Tammyfan wrote:Incidentally, how did Chained to her Racket! end? With somebody taking to that chain with a pair of cutters and well and truly sorting out that fanatical father, I hope!
The serial ran in Judy 603 (Jul. 31 1971) - 618 (Nov. 13 1971). I have amended my earlier post where I gave 604 as the starting issue. Sorry.

There is no father. He and his wife, namely Peter and Sheila Taggart, were killed in a car crash fourteen years earlier. Sheila's sister, Rachel Strong, was in a following car. She took Jane, their baby, and promptly disappeared with her. They went to a small island called Rockholm where the child was brought up on a diet of tennis and nothing else by her coach Rachel. At some early point, well before the story starts, the racket is chained to Jane's right wrist. On her fifteenth birthday Rachel writes to Jack and Liz Miller to tell them that she has a girl who will beat the two best players in Jack's professional tennis circus, one after the other. Miller is intrigued enough to fly to the island with his best two players, one male and one female. Jane annihilates them. Miller won't take her on immediately so Rachel takes Jane to London, and instructs her to go to Miller and say that Rachel has abandoned her. (It is worth pointing out that the above broadly matches the opening instalment of the football serial The Strange Story Of A Red-Haired Halfback from The Wizard in 1950.)

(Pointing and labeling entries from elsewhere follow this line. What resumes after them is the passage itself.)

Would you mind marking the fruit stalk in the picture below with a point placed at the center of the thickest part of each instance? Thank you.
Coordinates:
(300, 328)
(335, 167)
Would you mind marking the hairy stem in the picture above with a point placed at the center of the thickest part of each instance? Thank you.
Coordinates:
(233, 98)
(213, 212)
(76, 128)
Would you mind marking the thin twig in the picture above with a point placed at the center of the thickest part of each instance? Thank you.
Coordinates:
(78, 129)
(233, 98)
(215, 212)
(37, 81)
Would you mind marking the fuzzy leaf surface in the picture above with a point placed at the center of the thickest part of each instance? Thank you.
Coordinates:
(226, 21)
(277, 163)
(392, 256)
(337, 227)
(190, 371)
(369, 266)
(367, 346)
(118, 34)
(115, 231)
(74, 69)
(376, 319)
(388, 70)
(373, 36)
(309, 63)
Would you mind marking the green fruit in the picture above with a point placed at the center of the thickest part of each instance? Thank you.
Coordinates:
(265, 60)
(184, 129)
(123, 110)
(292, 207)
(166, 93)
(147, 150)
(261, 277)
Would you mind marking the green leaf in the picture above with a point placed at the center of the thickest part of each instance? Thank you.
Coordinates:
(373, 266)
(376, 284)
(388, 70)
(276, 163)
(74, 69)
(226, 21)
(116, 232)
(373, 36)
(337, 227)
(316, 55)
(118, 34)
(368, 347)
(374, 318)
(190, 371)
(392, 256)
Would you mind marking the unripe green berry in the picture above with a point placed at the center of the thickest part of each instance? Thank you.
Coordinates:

Jane is forced to allow the chain to be removed during a tournament match because her opponent complains that it keeps dazzling her. Rachel suggests taping it over but doesn't object when it is pointed out to her that too much time has elapsed so the referee is about to disqualify her. The balance of the racket is now wrong, Jane loses, and then flounces off. Her reaction over the next few days is so negative that Miller puts the chain back on. However, her confidence is so shattered that Miller decides to tell her she's just scared of losing. She reacts well and overcomes her fears.

As the racket does need to be removed for Jane to get dressed, have showers etc, the sly, and appropriately-named, Pauline Fox steals Jane's racket and hides it. With a borrowed racket she loses the first set to French ace Louise Mathieu, but Jane then adapts, proving to herself in the process that she can win without the perfectly-balanced racket that Rachel had had made for her, and without the chain, but with one of the many strategies that Rachel has instilled in her, that of giving her opponent a false sense of security.

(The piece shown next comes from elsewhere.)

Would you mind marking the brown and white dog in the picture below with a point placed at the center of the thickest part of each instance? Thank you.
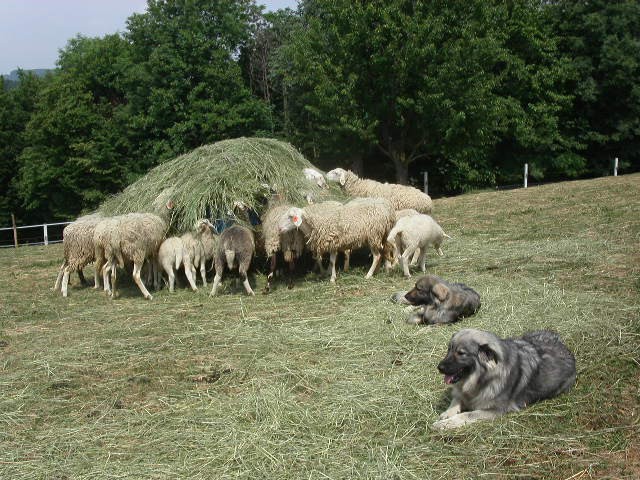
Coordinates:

Rachel is convinced that her dream of her protege winning Wimbledon is at risk so she takes Jane back to Rockholm for some serious work before the Paris tournament. Jane wins, and then again in America, leading to one newspaper headline Rachel's Robot Does It Again. Before Wimbledon, one paper refers to her as Taggart The Tiger. (This is another reference to a boys' story, this being the ice hockey serial Taggart Of The Tigers in Adventure in 1953.)

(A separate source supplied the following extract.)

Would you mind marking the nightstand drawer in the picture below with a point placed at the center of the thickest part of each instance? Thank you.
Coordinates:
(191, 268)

Jane wins Wimbledon with racket and chain, and then collapses. When she comes round in the first-aid room she says to Rachel, I've given you what you wanted. What next? Rachel throws the key at her and says, Stupid little fool! A show of affection from me tricked you into giving all you had! Goodbye, fool! and then walks away, slamming the door. Jack and Liz Miller tell Jane they want her to come with them, but as a daughter not a tennis player, as she has a lot of lost childhood to catch up on.